The company moved into its distribution centre in Inchinnan Business Park close to Glasgow airport three years ago.
The facility has a 100,000 sq ft ground floor and one of the largest mezzanines in Scotland at 85,000 sq ft.
It is the second time that M & Co has selected CI Logistics for a contract; the company was initially chosen to create the bespoke handling and storage system for the distribution centre.
The original system consisted of hanging garment storage and movement for 650,000 garments on the mezzanine floor, together with carton/tote handling and transport on the ground floor, controlled by an integrated software system.
The company has continued to expand its retail business both on the high street and online and the increased sales volume was putting pressure on the busy distribution centre and faster throughput was required to keep pace with demand.
To alleviate the situation, a new telescopic boomloader was purchased from CI Logistics.
Bryce Howie, M & Co’s IT and distribution director, says: “Replacing our old boom with this, much more functional one, is a great improvement. It has hydraulic ‘lift and lower’ which means that we can easily adjust it to a usable height and fully extended it is 18m long which stretches right into the back of containers, making offloading much more efficient for us.
“When you marry that to the improvements we’ve made with CI Logistics to the zoning on our inbound conveyor – three large zones have been converted into six short zones – it means that we achieve higher throughput on intake.
“The additional accumulation of inbound boxes flows much better giving us greater capacity on the conveyor. This speeds up the time it takes to unload a container by around 10 per cent and when you have as many deliveries a week as we do, that makes a significant difference.”
At the outbound sector of the distribution centre, there were a number of restricting factors that needed to be addressed. Close to the outbound area there was a double gate in the conveyor to provide forklift truck access to a racked area.
The area also houses the company’s recycling equipment, a plastic compressor and cardboard compacter. To reduce disruption to the outbound flow of totes, recycling was done in break times.
The double gate also served as an emergency exit. To ensure it could be lifted easily in an emergency situation, the gaps between the totes on the outbound conveyor had to be large enough, another factor which was slowing down output.
This was compounded by the fact that there was a bottleneck at dispatch because the operatives could load more totes onto the conveyor than could be processed through the chain transfer system to the three loading bays.
Bryce Howie explains the system that has been implemented: “The answer was to install an up and over belt conveyor which forms a bridge where our double gates used to be and to change to switchsorter technology to replace the chain transfer system to our despatch bays.
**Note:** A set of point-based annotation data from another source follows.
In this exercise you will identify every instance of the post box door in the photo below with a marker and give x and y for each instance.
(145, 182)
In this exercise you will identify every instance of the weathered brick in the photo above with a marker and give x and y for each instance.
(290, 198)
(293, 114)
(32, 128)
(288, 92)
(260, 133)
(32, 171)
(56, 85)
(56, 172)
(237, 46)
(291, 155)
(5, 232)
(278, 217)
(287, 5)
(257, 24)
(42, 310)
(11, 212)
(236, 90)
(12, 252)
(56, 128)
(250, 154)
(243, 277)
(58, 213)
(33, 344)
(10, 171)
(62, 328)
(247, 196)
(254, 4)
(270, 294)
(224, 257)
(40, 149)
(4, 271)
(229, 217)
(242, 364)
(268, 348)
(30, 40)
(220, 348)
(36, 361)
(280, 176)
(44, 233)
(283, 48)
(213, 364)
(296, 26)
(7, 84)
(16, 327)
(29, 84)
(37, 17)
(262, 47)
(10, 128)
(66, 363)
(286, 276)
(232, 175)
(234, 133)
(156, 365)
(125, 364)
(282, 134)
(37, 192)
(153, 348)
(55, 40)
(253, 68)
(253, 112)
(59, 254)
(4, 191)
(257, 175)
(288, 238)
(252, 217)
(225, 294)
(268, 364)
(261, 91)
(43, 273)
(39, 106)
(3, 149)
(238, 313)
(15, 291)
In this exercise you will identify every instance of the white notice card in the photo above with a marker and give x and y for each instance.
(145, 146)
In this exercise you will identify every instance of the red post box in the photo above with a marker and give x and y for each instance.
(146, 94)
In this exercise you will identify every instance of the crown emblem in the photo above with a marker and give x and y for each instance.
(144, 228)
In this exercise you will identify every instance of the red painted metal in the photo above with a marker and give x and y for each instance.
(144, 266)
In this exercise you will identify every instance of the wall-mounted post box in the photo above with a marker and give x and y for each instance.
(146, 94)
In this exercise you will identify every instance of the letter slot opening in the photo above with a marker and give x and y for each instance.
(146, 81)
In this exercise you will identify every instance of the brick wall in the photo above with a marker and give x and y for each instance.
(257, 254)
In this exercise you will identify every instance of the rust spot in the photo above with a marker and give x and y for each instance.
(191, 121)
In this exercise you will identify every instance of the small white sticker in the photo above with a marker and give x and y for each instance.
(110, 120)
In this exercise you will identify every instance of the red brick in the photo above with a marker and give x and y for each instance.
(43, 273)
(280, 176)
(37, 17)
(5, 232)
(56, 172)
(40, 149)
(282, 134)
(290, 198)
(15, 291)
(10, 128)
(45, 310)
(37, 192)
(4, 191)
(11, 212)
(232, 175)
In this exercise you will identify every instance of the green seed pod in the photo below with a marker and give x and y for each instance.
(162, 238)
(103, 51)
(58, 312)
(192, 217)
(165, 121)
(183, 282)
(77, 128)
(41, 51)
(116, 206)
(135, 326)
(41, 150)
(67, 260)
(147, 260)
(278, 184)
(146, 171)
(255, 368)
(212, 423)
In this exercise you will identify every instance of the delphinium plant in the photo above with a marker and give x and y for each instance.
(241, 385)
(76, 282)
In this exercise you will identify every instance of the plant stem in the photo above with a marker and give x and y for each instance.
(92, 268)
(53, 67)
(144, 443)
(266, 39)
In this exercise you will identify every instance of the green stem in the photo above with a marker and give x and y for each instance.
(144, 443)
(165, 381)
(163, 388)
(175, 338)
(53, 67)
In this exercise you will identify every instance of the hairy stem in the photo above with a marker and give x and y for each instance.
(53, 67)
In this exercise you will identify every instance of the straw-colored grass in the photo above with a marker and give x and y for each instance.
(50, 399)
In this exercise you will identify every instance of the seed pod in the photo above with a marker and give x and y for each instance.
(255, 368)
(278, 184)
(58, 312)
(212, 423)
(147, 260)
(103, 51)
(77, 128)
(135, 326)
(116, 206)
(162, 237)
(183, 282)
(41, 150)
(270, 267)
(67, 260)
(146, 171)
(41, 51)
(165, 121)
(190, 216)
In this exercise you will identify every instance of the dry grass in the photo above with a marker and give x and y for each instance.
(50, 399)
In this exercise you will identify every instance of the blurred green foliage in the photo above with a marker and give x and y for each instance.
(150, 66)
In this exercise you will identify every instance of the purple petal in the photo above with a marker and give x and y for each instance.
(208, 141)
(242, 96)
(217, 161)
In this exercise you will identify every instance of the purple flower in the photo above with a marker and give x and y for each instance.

“The work has now been completed by CI Logistics and as a result we have been able to increase the conveyor speed to give us faster processing of the totes all the way through outbound. The bridge has facilitated a much more flexible and
safer way of working as we have unimpeded access to our racking, recycling machines and emergency exit.”
He concludes, “The three new switchsorters mean that we can either load one vehicle faster or we can load more than one vehicle at a time, something we could never really do before. We are now maximising our output as the conveyor modifications in outbound have significantly speeded up our procedures; in fact they have trebled our output capacity.”